In Europe, the U.K.-based Pensions and Lifetime Savings Association (PLSA) has called for increased disclosure. A national association whose members include 1,300 pension schemes with over $1 trillion in assets, the PLSA sent a letter in December to the 350 largest British companies. It read:
It’s essential that pension funds know more about how the companies, in which they invest, manage and engage their employees. We know that engaged workers make for stronger companies and stronger companies make for better investment returns – creating an economy that works for everyone.
Stock exchanges are also driving interest. NASDAQ has been a strong advocate and resource for its listed companies to disclose sustainability performance, including human capital. As part of its educational webinar series, NASDAQ recently hosted a discussion with Bernstein and Beeferman from Harvard to discuss their research and implications for corporate reporters.
The corporate reporting angle
Corporations, too, are finding value in investing in employees and disclosing on practices. The Global Reporting Initiative, International Integrated Reporting Council (IIRC), and Sustainability Accounting Standards Board (SASB) all include human capital metrics in their reporting frameworks. They’re continuously improving guidance, and recently the GRI commenced a new to review its standards for occupational health and safety.
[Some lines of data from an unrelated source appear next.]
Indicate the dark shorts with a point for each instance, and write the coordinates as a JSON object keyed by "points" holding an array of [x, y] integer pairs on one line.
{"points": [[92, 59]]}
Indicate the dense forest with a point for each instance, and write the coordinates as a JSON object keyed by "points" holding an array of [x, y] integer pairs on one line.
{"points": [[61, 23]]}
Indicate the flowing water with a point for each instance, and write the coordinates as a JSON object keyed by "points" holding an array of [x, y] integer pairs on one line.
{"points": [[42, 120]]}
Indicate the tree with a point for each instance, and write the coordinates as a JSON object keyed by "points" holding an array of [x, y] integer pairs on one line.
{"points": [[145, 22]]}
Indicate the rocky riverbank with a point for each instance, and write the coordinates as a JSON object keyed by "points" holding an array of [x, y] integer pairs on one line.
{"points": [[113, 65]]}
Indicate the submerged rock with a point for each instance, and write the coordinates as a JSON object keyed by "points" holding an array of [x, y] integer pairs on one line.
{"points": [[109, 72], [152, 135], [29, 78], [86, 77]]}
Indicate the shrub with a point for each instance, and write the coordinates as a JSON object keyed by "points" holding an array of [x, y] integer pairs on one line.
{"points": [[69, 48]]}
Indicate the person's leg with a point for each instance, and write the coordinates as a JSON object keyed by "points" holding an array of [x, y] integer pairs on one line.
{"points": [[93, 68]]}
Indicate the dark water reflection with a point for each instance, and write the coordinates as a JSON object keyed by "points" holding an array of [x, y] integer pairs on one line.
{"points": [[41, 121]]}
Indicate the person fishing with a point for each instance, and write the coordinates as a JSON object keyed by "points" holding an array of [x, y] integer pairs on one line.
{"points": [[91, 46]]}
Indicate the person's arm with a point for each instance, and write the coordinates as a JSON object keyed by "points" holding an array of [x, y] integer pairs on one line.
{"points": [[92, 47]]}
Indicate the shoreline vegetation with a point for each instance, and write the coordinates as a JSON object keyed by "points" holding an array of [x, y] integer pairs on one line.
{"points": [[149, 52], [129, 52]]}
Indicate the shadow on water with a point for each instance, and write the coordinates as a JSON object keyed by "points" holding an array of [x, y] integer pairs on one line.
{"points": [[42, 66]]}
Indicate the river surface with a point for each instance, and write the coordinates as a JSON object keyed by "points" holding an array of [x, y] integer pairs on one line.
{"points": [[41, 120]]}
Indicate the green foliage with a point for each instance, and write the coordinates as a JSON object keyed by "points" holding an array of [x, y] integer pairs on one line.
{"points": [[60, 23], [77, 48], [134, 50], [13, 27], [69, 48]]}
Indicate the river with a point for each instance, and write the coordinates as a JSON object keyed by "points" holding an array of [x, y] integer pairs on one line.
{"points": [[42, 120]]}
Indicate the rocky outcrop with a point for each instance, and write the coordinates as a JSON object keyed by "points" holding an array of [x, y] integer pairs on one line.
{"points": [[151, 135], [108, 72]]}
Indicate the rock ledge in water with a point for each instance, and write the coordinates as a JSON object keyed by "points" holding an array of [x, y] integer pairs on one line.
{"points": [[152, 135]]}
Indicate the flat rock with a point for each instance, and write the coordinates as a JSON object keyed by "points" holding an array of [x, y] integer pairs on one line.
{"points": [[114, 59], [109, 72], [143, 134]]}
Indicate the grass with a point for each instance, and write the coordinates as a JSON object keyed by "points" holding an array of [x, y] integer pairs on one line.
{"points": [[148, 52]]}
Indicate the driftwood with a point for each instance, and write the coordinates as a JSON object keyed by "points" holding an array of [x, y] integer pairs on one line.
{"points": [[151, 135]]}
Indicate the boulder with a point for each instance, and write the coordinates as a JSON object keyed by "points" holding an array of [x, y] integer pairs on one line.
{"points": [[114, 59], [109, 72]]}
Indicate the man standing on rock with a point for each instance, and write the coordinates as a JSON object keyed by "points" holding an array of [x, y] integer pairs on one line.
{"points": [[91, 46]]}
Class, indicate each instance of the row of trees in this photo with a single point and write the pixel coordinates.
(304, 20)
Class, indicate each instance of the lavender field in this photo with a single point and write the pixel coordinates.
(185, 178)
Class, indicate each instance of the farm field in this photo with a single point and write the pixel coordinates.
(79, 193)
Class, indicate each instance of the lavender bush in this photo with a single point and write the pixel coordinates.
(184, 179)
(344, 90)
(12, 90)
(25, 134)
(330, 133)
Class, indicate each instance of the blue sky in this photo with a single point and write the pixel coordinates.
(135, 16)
Regardless if they’ve begun to report, most companies know that enabling employees to deliver their best is good for business. Edwards Lifesciences is a prime example. The executive-sponsored Edwards Total Wellness (PDF) program takes a holistic approach to well-being, offering programs not just in nutrition and physical fitness but also for community service, education and financial competency.
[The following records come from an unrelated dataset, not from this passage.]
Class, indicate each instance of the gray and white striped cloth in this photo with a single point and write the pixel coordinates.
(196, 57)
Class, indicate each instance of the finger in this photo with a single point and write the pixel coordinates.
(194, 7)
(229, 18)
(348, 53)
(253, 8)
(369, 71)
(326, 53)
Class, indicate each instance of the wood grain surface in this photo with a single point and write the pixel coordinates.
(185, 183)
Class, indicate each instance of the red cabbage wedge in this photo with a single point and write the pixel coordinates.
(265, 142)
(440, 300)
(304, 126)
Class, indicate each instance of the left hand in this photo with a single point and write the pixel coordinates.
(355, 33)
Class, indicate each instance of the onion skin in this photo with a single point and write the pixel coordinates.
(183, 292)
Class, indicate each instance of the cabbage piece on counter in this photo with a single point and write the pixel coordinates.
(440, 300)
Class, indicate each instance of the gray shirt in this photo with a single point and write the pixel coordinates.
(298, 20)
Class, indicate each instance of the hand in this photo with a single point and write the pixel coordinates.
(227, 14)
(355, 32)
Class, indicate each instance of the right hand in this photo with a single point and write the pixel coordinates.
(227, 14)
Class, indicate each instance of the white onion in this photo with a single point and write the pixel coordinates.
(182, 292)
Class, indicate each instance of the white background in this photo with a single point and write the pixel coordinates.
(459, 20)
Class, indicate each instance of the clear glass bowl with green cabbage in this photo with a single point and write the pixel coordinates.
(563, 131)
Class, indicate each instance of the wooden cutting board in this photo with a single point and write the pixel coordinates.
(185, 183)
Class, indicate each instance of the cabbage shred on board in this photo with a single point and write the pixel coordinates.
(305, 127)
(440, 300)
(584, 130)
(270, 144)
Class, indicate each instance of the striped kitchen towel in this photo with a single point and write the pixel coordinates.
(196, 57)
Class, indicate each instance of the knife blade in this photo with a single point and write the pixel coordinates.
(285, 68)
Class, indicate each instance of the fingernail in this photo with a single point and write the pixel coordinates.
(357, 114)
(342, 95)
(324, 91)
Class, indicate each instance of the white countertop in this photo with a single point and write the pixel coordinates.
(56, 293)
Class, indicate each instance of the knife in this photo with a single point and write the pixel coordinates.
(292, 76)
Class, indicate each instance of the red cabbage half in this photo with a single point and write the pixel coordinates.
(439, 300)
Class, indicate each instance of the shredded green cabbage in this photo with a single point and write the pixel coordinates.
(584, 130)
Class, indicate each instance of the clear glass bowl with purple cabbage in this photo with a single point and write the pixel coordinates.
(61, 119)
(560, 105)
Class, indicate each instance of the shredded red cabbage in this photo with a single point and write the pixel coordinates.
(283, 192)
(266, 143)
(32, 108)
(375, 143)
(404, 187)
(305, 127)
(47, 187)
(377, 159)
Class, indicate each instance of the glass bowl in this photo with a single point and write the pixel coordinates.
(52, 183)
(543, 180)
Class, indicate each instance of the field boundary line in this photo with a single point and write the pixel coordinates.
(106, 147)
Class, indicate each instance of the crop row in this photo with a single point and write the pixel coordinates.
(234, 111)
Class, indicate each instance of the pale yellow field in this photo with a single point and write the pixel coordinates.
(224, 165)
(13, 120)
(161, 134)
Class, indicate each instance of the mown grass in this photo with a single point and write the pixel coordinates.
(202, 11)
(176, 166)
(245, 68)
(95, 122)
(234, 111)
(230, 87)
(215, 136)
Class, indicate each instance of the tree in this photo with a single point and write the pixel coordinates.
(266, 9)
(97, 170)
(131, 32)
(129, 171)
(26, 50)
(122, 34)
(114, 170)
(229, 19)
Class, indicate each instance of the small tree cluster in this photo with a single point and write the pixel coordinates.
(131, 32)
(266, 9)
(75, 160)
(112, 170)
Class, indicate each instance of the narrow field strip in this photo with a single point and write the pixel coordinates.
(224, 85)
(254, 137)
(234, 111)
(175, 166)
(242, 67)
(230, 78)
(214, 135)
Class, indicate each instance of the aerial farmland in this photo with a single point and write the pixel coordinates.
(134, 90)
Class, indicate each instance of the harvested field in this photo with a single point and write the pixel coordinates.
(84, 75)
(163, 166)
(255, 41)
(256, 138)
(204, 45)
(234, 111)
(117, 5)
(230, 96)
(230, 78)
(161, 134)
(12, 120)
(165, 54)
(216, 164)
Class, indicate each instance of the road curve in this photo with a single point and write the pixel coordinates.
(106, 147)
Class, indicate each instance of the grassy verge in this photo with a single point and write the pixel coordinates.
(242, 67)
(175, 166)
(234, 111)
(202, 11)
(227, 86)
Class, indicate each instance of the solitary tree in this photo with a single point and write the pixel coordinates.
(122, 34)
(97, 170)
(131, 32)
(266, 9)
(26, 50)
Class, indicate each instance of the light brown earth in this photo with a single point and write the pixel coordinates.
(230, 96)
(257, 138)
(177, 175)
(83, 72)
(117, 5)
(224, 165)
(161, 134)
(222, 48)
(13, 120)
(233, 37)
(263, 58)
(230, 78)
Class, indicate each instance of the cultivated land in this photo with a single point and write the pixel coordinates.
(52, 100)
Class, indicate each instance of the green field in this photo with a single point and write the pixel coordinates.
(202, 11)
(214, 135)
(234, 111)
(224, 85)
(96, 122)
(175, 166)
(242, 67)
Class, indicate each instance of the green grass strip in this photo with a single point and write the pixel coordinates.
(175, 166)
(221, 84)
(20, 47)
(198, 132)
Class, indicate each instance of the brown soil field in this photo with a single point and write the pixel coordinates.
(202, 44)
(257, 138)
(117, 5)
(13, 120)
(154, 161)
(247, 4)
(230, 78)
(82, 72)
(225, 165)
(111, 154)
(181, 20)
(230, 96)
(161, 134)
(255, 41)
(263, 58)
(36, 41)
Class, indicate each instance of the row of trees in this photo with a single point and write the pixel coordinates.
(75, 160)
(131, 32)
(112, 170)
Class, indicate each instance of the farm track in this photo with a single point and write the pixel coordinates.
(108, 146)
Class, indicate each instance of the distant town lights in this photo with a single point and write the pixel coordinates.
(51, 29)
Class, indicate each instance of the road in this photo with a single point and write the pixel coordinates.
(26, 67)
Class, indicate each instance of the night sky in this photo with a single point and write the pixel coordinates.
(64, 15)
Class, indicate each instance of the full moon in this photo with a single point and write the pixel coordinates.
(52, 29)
Edwards discloses progress in an online sustainability report, targeted both toward investors and other stakeholders. In it, they report how the company has achieved per-employee health costs of 8.2 percent below the market rate. Edwards sends a clear message: Investing in employees is good for the bottom line.
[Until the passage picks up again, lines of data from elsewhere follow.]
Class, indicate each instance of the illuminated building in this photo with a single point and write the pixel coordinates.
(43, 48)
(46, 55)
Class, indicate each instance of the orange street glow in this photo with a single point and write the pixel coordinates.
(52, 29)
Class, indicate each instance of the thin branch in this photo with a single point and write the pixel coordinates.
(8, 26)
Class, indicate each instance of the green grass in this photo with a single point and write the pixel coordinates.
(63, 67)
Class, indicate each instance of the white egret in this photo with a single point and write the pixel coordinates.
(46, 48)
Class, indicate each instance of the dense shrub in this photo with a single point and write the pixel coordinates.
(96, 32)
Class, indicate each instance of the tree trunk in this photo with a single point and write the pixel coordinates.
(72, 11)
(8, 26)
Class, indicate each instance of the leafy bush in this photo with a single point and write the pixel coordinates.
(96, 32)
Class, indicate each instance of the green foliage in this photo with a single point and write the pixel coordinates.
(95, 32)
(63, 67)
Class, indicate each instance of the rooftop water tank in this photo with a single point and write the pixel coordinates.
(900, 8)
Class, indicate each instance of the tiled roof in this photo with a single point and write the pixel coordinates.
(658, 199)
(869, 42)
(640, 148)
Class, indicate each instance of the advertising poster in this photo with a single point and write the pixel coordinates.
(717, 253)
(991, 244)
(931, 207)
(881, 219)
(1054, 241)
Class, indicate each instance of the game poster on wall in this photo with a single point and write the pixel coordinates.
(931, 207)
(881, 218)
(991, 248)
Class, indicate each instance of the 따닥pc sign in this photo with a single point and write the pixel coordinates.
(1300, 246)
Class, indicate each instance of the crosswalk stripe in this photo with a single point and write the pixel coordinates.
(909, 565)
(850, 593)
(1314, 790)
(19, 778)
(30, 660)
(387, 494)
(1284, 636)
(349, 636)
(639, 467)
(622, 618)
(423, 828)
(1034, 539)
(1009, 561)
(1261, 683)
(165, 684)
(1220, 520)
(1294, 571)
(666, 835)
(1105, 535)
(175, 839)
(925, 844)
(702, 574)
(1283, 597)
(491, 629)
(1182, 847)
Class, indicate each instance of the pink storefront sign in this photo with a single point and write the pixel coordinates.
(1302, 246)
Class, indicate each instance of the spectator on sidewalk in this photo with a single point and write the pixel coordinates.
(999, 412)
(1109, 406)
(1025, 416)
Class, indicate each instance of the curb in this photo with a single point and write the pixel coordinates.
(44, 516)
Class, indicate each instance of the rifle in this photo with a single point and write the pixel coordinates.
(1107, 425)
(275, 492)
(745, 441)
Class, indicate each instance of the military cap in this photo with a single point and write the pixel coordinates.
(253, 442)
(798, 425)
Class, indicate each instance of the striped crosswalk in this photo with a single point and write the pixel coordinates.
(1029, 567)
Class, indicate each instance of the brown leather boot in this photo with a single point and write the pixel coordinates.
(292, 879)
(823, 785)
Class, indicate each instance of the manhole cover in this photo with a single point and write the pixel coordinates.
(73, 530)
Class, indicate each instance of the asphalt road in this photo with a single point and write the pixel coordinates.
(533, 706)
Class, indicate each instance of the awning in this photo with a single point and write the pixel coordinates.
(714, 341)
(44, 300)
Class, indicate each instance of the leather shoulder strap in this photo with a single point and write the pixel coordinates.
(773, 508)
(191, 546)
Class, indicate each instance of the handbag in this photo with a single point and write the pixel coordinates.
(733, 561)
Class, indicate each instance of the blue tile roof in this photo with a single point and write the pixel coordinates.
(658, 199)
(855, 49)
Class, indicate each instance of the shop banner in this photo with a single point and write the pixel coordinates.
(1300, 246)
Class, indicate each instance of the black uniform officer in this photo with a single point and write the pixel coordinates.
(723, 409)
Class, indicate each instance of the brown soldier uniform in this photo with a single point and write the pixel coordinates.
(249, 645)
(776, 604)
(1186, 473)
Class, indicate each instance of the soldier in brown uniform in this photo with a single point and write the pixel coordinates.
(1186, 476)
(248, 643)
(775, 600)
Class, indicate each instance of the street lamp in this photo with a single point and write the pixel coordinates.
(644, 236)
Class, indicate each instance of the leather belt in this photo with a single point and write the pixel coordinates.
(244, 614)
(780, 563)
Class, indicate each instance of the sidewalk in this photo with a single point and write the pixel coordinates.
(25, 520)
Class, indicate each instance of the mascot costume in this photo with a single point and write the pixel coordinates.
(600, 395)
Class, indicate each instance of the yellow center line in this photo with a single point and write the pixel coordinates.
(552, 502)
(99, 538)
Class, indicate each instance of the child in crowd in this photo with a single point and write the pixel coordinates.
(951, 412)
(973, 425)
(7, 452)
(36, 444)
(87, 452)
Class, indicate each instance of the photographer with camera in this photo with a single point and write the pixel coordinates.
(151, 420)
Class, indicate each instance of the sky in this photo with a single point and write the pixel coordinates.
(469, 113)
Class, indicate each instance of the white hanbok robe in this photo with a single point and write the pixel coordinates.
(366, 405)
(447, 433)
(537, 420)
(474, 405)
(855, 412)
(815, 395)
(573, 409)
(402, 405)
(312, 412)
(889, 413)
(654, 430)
It’s also a competitive necessity. According to the 2016 Deloitte Millennial Survey (PDF), 87 percent of millennials believe that "the success of a business should be measured in terms of more than just its financial performance." At the same time, two in three millennials expect to leave their current employer by 2020. As the fight for top talent continues, companies that create safe and healthy working environments will be best positioned to retain younger employees.
The next phase
During a workshop to take place March 31, key stakeholders will discuss the state of human capital management and disclosure. Speakers will include representatives from the CSHS, Harvard Law School, RobecoSAM, the PLSA, the Human Capital Management Coalition and NASDAQ, among other corporate, nonprofit and academic attendees. The workshop precedes the formal release of the Harvard study in late 2017, with the end goal being for companies to consider the safety, health and well-being of employees as core to their business.